Paul Avery: (PHY-9318151: Nile National Challenge project) developed a scalable framework for distributing data-intensive applications, including a Java-2 based control system that uses CORBA. Project Director for GriPhyn Project (NSF ITR-0086044), funded in FY2001. Responsible for overall mission of GriPhyN and for application of virtual data in CMS experiment, where virtual data concepts are to be used.

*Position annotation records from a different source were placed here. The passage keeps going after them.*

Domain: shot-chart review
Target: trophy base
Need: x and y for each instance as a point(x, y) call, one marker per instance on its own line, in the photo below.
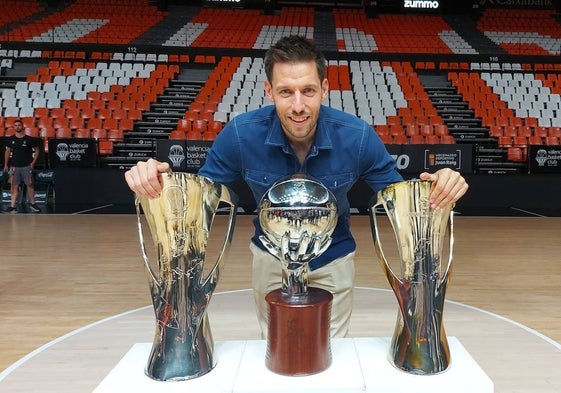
point(298, 341)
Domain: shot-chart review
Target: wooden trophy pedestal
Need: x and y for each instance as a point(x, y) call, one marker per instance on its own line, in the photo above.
point(298, 340)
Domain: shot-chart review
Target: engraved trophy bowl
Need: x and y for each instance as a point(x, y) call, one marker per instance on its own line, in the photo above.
point(298, 215)
point(181, 286)
point(419, 344)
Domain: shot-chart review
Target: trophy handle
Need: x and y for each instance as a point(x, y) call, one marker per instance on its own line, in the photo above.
point(143, 245)
point(394, 279)
point(213, 275)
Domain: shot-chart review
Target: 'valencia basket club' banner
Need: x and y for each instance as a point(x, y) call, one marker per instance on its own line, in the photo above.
point(544, 158)
point(72, 152)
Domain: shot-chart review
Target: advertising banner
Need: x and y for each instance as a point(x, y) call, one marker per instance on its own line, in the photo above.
point(72, 152)
point(183, 155)
point(544, 159)
point(430, 158)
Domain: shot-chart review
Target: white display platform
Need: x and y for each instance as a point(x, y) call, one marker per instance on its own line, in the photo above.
point(359, 365)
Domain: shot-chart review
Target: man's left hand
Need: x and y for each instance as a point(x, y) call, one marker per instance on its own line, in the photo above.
point(448, 186)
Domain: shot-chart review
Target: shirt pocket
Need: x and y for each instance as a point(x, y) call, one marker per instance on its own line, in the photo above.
point(337, 183)
point(260, 181)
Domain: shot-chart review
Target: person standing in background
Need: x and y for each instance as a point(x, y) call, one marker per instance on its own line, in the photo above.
point(22, 152)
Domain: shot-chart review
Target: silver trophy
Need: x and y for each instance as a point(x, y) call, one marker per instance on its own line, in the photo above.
point(180, 221)
point(298, 215)
point(419, 344)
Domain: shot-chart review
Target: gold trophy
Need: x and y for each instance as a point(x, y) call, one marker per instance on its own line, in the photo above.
point(419, 344)
point(298, 216)
point(180, 221)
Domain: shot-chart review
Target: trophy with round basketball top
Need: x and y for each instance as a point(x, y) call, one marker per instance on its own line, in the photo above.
point(298, 215)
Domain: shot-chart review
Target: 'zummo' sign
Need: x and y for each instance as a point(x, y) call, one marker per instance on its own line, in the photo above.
point(421, 4)
point(225, 3)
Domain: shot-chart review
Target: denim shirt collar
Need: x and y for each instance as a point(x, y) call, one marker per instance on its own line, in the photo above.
point(276, 137)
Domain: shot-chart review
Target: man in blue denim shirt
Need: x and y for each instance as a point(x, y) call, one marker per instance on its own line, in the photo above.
point(300, 135)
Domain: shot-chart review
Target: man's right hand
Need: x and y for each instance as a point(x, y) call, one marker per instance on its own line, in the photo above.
point(145, 177)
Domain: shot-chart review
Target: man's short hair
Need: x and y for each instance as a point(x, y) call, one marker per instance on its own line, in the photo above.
point(294, 49)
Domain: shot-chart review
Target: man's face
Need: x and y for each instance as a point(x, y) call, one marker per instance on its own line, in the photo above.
point(18, 126)
point(297, 93)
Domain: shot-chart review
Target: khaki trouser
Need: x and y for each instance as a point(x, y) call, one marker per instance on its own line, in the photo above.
point(336, 277)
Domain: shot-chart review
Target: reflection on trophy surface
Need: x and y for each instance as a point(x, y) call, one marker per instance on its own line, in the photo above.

Ian Foster: (CCR-8899615: Center for Research in Parallel Computation). Funding provided under this NSF funded science and technology center was used to conduct research in parallel programming languages and the Nexus runtime system. This work let to the development of the development of the Globus toolkit which provides mechanisms for communication, resource management, security, data access, and information in high-performance distributed environments. Globus is used extensively within the National Technology Grid being established by the two NSF PACIs as well as by many NSF-supported research projects. (NSF ASC 96-1920 National Computational Science Alliance) Funding from this PACI center was used to deploy Globus in production environments, and develop advanced Grid applications. Foster is also part of the CGrADS project (NSF-EIA 9975020), which is investigating the construction of software development environments for Grid applications. Work in GrADS has focused on the development of so called virtual organization tools for structuring Grid-based execution environments for program execution. Finally, as Co-PI on the GriPhyn Project (NSF ITR-0086044), funded in FY2001, Foster is leading research in the use of “virtual data” as a basic usage paradigm for data-intensive science. To date, this work has produced documents detailing a virtual data grid reference architecture and catalog structures for representing virtual data. In addition, graduate students supported under GriPhyN have started simulation studies of data replication strategies and high-performance data transport protocols.
Rob Gardner: GriPhyn Project (NSF ITR-0086044), funded in FY2001. Research and development of virtual data grid technologies for high-energy physics data analysis. Communicating requirements, integration of GriPhyN virtual data tools for the ATLAS experiment at CERN.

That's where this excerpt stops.